Page MenuHomePhabricator

Orphaned entries in categorylinks
Open, MediumPublic


On plwiki there are some orphaned entries in table categorylinks. Category is empty and these pages are not in this category anymore. Probably it is releated with page moving, redirects, tagging redirects for deletion, moving over redirects.

Event Timeline

Wargo created this task.May 23 2019, 8:40 AM
Restricted Application added a subscriber: Aklapper. · View Herald TranscriptMay 23 2019, 8:40 AM
Marostegui edited projects, added MediaWiki-General; removed DBA.May 23 2019, 8:45 AM
Marostegui added a subscriber: Marostegui.

So I can confirm this has the same results in production, so consistency across labs and production is the same, which was my initial concern.
Not sure what is the fix for this, but I am not sure we DBAs can act on it, as it seems more wiki related.

Can you give more details on what needs to be done?

Wargo added a comment.May 23 2019, 8:56 AM

Can you give more details on what needs to be done?

Entries about these pages (linked in categorylinks) should not exists because these pages were removed from this category. So MediaWiki code for categorylinks update not always working after decategorisation.

Thanks, let's tag Wikimedia-Rdbms to see if the Platform Engineering can check it out

This might be caused by T221980. It seems that in general, neither categorylinks table rows nor recentchanges entries are correctly deleted when a page is deleted to make way for a move from another title.

JJMC89 added a subscriber: JJMC89.Jul 12 2019, 3:58 AM
Krinkle added a subscriber: Krinkle.

Adding CPT for awareness. Assuming this is still true, then the answer to my question at T221795 is likely "Yes, we still need the recount/doubting logic". In which case that might be something we can fix "once and for all" - which might be easier now with the new RevisionStore, DerivedPageDataUpdater abstractions etc.

WDoranWMF triaged this task as Medium priority.Aug 6 2019, 6:34 PM

Is this visible in the "Categories" area of the page view?
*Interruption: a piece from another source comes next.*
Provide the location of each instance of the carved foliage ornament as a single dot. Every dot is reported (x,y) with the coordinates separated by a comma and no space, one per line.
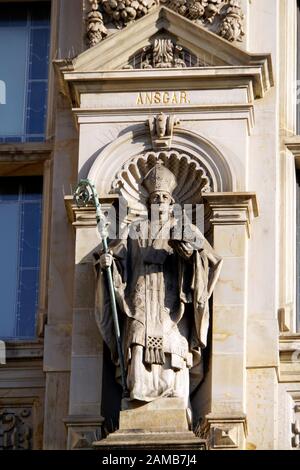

Is there any other user visibility?

Data corruption is bad, but data corruption that users can see is very bad.

The list of categories associated with a page, I believe, comes from ParserOutput through ParserCache.

The category links table is intended to contain all such associations from all existent pages the last time those pages were re-parsed after an edit (or recursive template update).

This table is used in various user-facing ways, such as:

  • List of pages that are in this category, as shown on Category: pages.
  • Special:RandomInCategory
  • Special:RecentChangesLinked
  • Aggregate information based on category membership, such as Special:Unusedcategories, Special:Wantedcategories.

Any of these might wrongly include or exclude a category, or page in that category, if link table entries are corrupt or outdated – e.g. due to failed links update or due to a to-be-discovered bug in the way this data is synced from Parser to the link tables.

Yann added a subscriber: Yann.Sep 8 2019, 5:07 PM

Wrong count right now on : 81 more than real count.

AMooney changed the task status from Open to Stalled.Mar 12 2020, 1:21 PM
Krinkle removed a subscriber: Krinkle.Apr 16 2020, 8:13 PM
Aklapper changed the task status from Stalled to Open.Oct 19 2020, 4:32 PM

The previous comments don't explain who or what (task?) exactly this task is stalled on ("If a report is waiting for further input (e.g. from its reporter or a third party) and can currently not be acted on"). Hence resetting task status.

(Smallprint, as general orientation for task management: If you wanted to express that nobody is currently working on this task, then the assignee should be removed and/or priority could be lowered instead. If work on this task is blocked by another task, then that other task should be added via Edit Related Tasks...Edit Subtasks. If this task is stalled on an upstream project, then the Upstream tag should be added. If this task requires info from the task reporter, then there should be instructions which info is needed. If this task needs retesting, then the TestMe tag should be added. If this task is either out of scope and nobody should ever work on this, or nobody else managed to reproduce the problem described in this task, then this task should have the "Declined" status. If the task is valid but should not appear on some team's workboard, then the team project tag should be removed while the task has another active project tag.)